В помянутом мной рисунке Л. Пастернака есть меж Толстым и Фёдоровым ещё один собеседник – В.С. Соловьёв. Они должны были сойтись, потому что исповедовали один преображенный мир, гармонический космос, желали одного идеального человечества, но, может быть, на этот час это были три наиболее разных и наиболее одиноких человека в России, как всегда бывают особенно одиноки ходатаи по делам всего человечества. Соловьевым увлекался весь интеллектуальный мир, им клялись, но непохоже, чтобы слышали. Может быть, причину угадывал позднее проницательный Н. Бердяев, утверждавший, что Соловьёв – поэт и мистик – более скрывал себя в своем творчестве, чем раскрывал, тут он близок Гоголю. Не потому ли мне мерещится, что и в портрете Селивёрстова он взглядом сродни именно Гоголю – в себе и далее себя, не пробьёшься. По-звериному чуткий Розанов говорил, что он «весь был блестящий, холодный, стальной» и в нем, как и в Гоголе, было что-то «глубоко демоническое, именно преисподнее». Его интуиция всеединства мира подкреплялась, как и у Федорова, огромным знанием, но в нем самом целостности не было. С ним в русскую мысль возвращается София, но уже не в храмовом значении первых веков русского христианства, а София – как прообраз красоты мира, как символ и душа, как надежда на грядущее живое целое человека и космоса. Дурная множественность цивилизаторских устремлений тогдашней России оскорбляла его, и он, убегая от пошлости всё того же леонтьевского «среднего европейского человека», звал положительное всеединство.
-22
В сущности, он был первый философ в европейском смысле и начинал последнюю по времени интеллектуальную ветвь русского знания, все далее уходящую от корневой сродности, от прозрения к построению, когда и религия из общего родового верования, из земной памятливости переходила в область интеллектуального обоснования, подчеркивания – область всегда самую тревожную, пришедшуюся к тому же (или это как причина и следствие?) на переломные годы в истории Родины и потому особенно тяжело оплаченную.
За Соловьевым шла плеяда.

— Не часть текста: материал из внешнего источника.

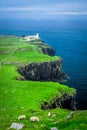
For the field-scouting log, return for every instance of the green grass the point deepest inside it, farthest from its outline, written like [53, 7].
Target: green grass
[25, 97]
[22, 51]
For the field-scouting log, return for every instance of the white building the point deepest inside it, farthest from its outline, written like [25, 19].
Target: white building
[32, 37]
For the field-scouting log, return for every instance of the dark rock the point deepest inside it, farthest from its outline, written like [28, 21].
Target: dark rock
[65, 101]
[48, 50]
[46, 71]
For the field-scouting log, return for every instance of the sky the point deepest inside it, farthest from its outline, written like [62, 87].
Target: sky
[42, 9]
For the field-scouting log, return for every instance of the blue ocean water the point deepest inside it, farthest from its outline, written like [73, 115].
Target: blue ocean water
[70, 42]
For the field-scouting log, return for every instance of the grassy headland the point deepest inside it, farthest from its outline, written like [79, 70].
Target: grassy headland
[25, 97]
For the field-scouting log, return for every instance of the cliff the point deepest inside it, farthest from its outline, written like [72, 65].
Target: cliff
[45, 71]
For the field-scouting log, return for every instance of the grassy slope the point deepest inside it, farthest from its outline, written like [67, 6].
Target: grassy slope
[26, 97]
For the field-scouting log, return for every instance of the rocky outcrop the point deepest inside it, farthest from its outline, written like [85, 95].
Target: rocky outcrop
[46, 71]
[47, 50]
[65, 101]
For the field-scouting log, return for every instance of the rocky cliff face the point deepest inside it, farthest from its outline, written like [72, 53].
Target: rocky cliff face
[65, 101]
[46, 71]
[48, 50]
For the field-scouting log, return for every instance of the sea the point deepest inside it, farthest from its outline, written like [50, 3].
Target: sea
[68, 38]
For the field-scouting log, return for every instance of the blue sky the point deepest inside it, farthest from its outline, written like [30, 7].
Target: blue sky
[42, 9]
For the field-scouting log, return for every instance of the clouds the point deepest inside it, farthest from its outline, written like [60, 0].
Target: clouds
[37, 9]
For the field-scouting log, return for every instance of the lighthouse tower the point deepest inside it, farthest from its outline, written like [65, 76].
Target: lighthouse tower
[37, 35]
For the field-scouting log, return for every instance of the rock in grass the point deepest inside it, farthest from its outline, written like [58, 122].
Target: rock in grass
[34, 119]
[49, 114]
[54, 128]
[16, 126]
[22, 117]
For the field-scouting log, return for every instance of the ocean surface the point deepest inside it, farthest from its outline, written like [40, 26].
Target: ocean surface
[70, 42]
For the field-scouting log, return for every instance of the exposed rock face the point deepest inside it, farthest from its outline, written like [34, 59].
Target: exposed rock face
[50, 51]
[66, 101]
[46, 71]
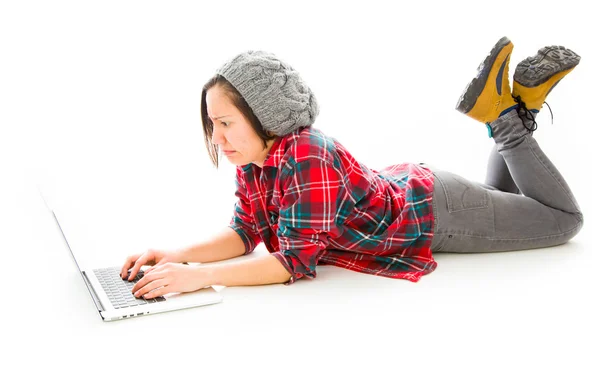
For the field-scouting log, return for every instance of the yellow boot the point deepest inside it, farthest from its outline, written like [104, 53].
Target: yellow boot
[488, 96]
[536, 76]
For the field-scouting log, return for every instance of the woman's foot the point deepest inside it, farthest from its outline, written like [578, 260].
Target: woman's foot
[536, 76]
[488, 96]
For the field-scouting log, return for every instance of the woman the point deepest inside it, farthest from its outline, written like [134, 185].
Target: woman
[310, 202]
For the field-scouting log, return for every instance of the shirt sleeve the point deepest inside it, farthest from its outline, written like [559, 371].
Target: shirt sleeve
[312, 209]
[242, 221]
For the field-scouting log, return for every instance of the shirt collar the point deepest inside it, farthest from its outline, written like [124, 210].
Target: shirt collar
[279, 147]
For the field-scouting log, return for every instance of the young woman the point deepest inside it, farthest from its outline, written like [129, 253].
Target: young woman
[303, 195]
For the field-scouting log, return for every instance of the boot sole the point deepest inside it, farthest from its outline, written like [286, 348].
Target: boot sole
[549, 61]
[469, 97]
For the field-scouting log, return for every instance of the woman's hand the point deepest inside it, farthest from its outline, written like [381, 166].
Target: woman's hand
[149, 258]
[167, 278]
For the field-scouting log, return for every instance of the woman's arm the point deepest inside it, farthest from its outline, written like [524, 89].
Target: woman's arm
[172, 277]
[225, 245]
[255, 271]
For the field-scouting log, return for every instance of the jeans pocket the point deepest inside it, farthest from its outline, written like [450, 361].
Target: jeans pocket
[462, 194]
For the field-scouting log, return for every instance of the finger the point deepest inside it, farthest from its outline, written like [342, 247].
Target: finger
[152, 268]
[153, 285]
[147, 278]
[158, 292]
[128, 263]
[138, 265]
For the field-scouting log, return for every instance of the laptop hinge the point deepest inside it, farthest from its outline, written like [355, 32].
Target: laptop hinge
[93, 293]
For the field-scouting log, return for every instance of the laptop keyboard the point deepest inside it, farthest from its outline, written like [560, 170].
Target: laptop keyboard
[119, 290]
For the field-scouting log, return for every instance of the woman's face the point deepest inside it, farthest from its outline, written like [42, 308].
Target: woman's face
[234, 135]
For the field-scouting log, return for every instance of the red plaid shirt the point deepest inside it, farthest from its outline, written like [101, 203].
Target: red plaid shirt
[313, 203]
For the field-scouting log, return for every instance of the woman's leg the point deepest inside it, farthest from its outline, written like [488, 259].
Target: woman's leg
[471, 218]
[525, 90]
[498, 175]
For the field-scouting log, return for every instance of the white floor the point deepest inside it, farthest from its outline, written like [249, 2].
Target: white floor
[101, 108]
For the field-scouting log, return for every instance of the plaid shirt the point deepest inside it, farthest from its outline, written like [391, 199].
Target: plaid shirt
[313, 203]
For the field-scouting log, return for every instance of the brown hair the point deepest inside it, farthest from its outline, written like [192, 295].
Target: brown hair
[238, 101]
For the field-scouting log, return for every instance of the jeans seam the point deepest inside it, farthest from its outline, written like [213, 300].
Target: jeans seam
[569, 196]
[512, 239]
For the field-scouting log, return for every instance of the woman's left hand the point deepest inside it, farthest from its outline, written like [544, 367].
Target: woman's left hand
[168, 278]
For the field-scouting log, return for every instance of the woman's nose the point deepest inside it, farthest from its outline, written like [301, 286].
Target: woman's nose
[217, 137]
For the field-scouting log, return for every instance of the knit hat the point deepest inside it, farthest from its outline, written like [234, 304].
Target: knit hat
[279, 98]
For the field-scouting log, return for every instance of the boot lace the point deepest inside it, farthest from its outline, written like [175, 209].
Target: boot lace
[529, 114]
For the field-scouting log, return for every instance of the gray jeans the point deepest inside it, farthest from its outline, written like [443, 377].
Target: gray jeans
[524, 204]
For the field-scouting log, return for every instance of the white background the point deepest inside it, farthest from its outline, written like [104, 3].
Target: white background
[99, 103]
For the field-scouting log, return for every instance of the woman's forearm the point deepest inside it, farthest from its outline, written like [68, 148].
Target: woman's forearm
[256, 271]
[225, 245]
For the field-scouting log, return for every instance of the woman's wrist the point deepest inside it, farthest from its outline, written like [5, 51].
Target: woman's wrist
[181, 256]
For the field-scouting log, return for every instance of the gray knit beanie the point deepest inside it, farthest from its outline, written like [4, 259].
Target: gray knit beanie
[279, 98]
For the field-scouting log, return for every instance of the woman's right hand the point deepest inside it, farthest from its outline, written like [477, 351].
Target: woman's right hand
[149, 258]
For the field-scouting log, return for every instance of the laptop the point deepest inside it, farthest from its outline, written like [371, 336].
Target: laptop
[112, 295]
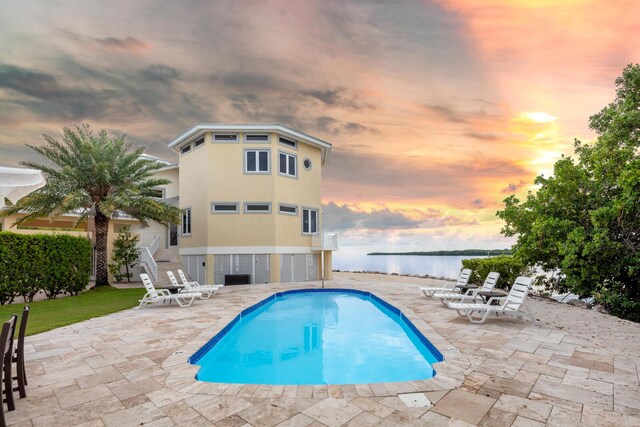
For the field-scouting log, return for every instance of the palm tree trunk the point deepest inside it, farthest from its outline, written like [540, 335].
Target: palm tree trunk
[102, 232]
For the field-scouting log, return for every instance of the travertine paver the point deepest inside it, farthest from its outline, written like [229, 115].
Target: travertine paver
[130, 369]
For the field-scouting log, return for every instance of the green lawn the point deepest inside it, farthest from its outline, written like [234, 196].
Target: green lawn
[51, 314]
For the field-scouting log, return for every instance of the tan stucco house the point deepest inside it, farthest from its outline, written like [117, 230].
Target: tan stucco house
[250, 196]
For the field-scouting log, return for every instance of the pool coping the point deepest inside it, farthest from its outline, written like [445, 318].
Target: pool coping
[450, 372]
[195, 357]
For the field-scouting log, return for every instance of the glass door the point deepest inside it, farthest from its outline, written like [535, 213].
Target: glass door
[173, 235]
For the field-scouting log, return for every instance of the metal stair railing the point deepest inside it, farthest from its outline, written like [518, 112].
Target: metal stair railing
[146, 257]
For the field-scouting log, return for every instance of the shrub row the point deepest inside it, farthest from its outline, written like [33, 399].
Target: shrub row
[53, 263]
[508, 267]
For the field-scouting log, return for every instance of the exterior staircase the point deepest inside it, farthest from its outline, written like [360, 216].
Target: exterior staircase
[167, 260]
[156, 262]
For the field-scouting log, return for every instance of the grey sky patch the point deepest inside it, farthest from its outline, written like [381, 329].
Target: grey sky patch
[160, 73]
[401, 177]
[336, 217]
[336, 98]
[125, 43]
[482, 136]
[447, 113]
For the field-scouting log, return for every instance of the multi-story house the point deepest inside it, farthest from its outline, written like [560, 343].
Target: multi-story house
[251, 206]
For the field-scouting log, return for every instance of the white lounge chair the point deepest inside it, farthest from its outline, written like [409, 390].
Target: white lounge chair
[463, 279]
[197, 286]
[154, 296]
[511, 304]
[472, 294]
[187, 287]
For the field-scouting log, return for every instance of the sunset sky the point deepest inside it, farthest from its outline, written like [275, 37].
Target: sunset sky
[437, 110]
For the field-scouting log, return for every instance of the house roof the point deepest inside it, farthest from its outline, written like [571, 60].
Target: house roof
[167, 164]
[201, 128]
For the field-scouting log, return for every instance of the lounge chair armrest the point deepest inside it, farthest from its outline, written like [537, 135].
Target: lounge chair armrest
[493, 299]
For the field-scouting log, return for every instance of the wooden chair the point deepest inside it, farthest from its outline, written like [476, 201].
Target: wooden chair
[18, 355]
[6, 343]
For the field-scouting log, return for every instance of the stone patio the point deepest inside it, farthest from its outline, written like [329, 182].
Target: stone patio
[130, 369]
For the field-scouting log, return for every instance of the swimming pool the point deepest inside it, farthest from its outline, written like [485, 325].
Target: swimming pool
[317, 336]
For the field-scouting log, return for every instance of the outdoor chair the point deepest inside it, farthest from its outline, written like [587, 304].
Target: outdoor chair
[18, 355]
[471, 295]
[463, 279]
[6, 341]
[512, 304]
[155, 296]
[188, 287]
[196, 285]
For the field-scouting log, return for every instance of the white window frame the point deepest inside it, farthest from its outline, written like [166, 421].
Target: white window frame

Его идеи замечательно развил отличный знаток русской музыки и иконы Е. Трубецкой в работах «Миросозерцание Владимира Соловьёва» и «Смысл жизни», где очень верно говорил, что истину ищут тогда, когда предварительно знают те признаки, по которым ее можно отыскать, и считал, что «это – признаки полноты и всеединства» (выделено Трубецким. – В.К.): «Полнота жизни, как единая цель для всего живущего – таков предмет искания всякого жизненного стремления… Тоска по всеединству (выделено Трубецким. – В.К.) – вот, что лежит в основе всего нашего нравственного страдания…»
-23
И опять как все лично и все далеко от европейски-покойной диалектики, даже в словаре, где Трубецкой с порога выделяет с-мысл и со-знание, как в самих словах заключенный призыв быть вместе. И ещё рядом вот это – тоска. Тоже ведь слово общее для русской философии, придающее ей настойчивое единство интонации. И это в специально философской работе. Что говорить о поэзии, зажжённой тем же беспокойным огнем Соловьева.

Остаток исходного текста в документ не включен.